I find it helps to remember that although a diagnosis seems to change things they are still the same person really....

LucindaCarlisle · 01/11/2010 08:46

IMO a correct diagnosis can be the start of getting appropriate support.

AttilaTheMeerkat · 01/11/2010 09:23

tangenttamer

I would seriously apply for the Statement for your DD asap. You do not need school's permission to do it and having this in place at school may make her life there a bit easier. IPSEA have model letters you can use www.ipsea.org.uk.

DLA is also worth applying for too but ensure you receive outside help from someone like Cerebra to complete the avalanche of the form.

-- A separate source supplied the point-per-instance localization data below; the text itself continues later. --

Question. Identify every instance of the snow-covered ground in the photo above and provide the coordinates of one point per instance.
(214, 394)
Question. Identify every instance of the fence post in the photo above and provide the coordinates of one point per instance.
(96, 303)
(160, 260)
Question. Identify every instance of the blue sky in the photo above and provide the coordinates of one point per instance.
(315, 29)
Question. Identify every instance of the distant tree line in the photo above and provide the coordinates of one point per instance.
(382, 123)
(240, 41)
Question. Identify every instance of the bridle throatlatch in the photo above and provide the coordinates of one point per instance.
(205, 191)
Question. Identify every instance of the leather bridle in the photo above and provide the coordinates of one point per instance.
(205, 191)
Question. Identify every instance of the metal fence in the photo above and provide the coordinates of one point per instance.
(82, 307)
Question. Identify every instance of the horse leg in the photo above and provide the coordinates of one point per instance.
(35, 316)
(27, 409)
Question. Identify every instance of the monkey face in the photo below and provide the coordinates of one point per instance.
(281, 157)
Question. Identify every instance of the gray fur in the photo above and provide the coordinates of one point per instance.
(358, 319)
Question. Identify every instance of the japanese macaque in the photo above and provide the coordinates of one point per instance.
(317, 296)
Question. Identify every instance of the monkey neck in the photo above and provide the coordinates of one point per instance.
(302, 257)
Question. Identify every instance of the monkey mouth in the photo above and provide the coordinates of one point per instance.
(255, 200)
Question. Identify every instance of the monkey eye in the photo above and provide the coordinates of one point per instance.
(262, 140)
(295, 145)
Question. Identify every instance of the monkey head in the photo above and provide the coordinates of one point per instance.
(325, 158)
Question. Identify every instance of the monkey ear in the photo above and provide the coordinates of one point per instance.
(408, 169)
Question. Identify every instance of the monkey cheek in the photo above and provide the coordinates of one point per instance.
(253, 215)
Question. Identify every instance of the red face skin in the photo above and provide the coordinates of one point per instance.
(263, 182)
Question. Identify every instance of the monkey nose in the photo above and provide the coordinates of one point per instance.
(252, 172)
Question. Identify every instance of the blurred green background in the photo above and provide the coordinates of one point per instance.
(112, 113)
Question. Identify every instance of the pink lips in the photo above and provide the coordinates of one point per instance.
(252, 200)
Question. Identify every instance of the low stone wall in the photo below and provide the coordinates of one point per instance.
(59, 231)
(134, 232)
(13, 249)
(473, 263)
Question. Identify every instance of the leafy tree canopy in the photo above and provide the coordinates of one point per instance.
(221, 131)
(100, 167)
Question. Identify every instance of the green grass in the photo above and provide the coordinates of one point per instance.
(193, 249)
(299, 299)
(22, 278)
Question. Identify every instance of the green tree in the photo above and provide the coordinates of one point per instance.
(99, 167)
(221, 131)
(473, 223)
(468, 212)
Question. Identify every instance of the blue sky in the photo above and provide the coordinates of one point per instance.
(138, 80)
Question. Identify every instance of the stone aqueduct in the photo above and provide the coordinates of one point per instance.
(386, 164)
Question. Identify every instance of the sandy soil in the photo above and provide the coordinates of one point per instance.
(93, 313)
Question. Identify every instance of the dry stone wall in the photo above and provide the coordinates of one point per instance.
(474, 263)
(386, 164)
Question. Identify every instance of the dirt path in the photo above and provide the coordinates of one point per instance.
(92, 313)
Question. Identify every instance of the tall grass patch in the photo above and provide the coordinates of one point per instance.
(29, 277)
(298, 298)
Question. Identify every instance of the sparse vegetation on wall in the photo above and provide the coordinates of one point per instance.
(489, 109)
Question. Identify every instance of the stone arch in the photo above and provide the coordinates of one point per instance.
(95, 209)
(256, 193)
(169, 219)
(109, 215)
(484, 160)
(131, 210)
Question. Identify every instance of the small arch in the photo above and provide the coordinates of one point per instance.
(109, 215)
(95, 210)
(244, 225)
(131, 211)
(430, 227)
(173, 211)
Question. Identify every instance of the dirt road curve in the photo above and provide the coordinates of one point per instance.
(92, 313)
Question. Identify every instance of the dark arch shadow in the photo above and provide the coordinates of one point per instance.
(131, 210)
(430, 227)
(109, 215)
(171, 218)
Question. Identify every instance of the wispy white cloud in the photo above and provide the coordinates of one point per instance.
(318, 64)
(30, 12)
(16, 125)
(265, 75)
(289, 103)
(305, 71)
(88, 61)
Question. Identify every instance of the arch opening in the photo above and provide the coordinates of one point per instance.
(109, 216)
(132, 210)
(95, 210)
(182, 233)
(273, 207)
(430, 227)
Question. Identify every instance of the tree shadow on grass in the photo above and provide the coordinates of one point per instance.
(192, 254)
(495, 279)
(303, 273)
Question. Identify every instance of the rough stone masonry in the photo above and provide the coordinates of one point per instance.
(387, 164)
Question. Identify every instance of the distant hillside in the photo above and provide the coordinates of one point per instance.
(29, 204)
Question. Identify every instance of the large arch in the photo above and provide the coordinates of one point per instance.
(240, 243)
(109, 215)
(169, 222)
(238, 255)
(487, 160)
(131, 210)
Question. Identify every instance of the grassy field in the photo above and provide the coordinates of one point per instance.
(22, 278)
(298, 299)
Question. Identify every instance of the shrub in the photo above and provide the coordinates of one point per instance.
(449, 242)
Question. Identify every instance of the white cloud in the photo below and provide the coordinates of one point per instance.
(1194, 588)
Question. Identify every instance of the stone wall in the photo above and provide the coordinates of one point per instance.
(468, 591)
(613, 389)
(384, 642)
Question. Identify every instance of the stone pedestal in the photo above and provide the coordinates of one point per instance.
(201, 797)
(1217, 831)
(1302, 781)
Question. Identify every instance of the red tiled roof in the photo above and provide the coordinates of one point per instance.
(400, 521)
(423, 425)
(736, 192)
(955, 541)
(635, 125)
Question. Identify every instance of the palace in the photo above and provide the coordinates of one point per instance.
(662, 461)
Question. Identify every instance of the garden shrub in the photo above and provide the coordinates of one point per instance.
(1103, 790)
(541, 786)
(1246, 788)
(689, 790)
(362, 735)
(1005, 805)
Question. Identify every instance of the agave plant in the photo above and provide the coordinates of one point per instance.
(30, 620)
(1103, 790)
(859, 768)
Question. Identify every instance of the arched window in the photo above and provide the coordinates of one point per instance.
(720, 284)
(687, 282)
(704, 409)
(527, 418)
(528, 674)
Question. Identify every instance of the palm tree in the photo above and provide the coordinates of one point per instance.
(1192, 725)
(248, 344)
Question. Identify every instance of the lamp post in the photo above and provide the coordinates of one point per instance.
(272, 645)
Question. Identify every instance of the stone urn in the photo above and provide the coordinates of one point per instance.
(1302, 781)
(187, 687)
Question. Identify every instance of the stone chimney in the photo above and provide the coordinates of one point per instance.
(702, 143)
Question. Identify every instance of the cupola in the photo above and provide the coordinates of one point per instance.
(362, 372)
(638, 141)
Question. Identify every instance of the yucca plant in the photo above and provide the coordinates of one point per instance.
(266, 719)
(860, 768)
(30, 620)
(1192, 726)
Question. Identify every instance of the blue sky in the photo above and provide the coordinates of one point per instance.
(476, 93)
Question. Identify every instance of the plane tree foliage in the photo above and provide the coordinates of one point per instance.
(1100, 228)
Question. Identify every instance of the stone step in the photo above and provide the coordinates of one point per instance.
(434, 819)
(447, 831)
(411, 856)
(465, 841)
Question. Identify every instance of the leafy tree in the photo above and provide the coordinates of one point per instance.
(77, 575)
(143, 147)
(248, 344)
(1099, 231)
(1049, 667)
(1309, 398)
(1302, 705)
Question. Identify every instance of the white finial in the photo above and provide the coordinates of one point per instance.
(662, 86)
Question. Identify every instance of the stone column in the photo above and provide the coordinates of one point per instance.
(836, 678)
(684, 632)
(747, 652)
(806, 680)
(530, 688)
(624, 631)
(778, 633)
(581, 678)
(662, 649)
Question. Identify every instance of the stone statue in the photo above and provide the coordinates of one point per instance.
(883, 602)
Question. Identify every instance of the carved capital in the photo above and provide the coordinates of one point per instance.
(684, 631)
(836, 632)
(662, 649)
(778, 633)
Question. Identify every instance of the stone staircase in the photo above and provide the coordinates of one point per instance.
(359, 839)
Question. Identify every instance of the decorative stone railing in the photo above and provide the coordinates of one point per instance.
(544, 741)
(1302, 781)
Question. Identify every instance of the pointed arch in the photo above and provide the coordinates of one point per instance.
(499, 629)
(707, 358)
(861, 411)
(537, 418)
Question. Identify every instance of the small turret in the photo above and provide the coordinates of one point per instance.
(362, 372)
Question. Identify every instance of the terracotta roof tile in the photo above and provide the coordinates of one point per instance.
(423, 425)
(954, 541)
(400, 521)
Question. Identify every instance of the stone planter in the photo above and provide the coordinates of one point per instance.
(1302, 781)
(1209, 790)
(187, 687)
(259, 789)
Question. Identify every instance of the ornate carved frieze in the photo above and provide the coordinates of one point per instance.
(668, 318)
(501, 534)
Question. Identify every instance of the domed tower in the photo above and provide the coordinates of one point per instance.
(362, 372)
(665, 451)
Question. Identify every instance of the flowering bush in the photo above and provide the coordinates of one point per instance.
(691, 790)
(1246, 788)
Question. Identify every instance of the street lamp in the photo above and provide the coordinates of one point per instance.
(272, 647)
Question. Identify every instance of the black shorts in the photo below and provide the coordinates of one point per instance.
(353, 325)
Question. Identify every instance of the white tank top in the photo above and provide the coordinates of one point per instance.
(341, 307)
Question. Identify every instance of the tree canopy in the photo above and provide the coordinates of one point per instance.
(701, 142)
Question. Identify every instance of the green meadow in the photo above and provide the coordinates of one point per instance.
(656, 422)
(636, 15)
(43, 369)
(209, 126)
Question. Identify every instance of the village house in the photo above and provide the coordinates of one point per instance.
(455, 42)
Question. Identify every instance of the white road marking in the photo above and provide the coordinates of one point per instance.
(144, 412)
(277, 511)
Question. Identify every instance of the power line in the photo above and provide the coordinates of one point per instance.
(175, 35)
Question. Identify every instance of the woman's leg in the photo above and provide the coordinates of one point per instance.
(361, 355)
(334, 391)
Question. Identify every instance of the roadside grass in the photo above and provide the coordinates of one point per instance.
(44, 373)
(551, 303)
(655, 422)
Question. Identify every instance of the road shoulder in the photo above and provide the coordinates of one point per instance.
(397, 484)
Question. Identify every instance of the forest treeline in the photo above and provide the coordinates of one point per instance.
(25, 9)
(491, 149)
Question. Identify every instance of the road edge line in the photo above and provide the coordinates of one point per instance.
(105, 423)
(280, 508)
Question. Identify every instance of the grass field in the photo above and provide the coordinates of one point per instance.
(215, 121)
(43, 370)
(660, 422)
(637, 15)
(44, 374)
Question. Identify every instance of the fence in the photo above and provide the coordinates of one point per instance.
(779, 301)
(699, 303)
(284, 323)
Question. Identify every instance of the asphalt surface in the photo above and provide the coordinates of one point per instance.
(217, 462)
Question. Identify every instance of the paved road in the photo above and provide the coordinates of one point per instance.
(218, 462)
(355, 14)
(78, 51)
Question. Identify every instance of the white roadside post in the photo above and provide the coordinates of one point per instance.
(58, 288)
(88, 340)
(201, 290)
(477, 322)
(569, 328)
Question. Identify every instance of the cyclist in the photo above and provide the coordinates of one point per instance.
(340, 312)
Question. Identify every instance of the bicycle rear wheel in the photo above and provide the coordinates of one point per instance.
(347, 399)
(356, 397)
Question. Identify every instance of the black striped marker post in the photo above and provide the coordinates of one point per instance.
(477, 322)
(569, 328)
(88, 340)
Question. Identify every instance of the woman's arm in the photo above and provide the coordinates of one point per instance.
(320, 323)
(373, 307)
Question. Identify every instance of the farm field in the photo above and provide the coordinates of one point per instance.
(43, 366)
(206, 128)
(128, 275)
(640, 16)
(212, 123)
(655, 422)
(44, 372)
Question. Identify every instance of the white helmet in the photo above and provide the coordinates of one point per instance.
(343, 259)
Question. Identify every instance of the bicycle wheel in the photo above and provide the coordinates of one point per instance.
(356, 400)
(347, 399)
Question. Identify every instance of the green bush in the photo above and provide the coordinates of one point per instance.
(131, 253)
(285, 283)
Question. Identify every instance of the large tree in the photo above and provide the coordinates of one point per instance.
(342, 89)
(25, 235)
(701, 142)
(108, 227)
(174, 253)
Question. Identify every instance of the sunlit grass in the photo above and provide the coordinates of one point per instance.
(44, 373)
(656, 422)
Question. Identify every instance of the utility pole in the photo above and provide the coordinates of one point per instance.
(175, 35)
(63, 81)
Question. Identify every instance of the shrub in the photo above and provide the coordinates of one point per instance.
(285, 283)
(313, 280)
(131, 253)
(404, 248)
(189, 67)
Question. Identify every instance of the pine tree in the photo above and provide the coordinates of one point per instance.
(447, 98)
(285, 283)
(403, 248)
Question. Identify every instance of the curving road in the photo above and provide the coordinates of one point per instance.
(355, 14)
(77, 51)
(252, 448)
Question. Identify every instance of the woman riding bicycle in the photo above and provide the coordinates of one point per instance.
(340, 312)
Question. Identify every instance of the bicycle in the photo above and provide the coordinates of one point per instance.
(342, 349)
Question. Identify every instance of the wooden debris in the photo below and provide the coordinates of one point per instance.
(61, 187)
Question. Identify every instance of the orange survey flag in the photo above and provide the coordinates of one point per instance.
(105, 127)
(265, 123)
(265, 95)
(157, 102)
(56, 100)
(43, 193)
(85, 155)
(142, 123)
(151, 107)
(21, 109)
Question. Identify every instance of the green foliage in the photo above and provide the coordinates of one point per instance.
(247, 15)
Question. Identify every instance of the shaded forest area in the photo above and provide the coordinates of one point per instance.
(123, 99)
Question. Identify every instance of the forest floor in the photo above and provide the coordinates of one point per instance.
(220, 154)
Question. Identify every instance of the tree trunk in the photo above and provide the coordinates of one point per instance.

imahappycamper · 01/11/2010 10:58

My DS2 was diagnosed at 12 and I was really miserable for ages. I had spent 12 years expecting him to turn into DS1, which of course he didn't. We went through some really bad times. He gave up all his outside activities when he went to Secondary school and then became violent and aggessive as well as allergic to personal hygiene and even more difficult at school. He never regressed because he was always behind and was still lining up cars and playing with them on the landing at 15.
Good news is he is coping much better now (at nearly 16) and has actually been allowed to go on work experience like everyone else, which I never thought would happen.
It is tough (and the period stuff seems to be particularly hard) but sometimes there is a light at the end of the tunnel.

TheLadyEvilStar · 01/11/2010 13:19

DS1 is 12 and we are waiting for an official dx, but it is pretty much a forgone conclusion. Something I guess deep down I ahve always known.

I hate the holidays and love them at the same time iyswim?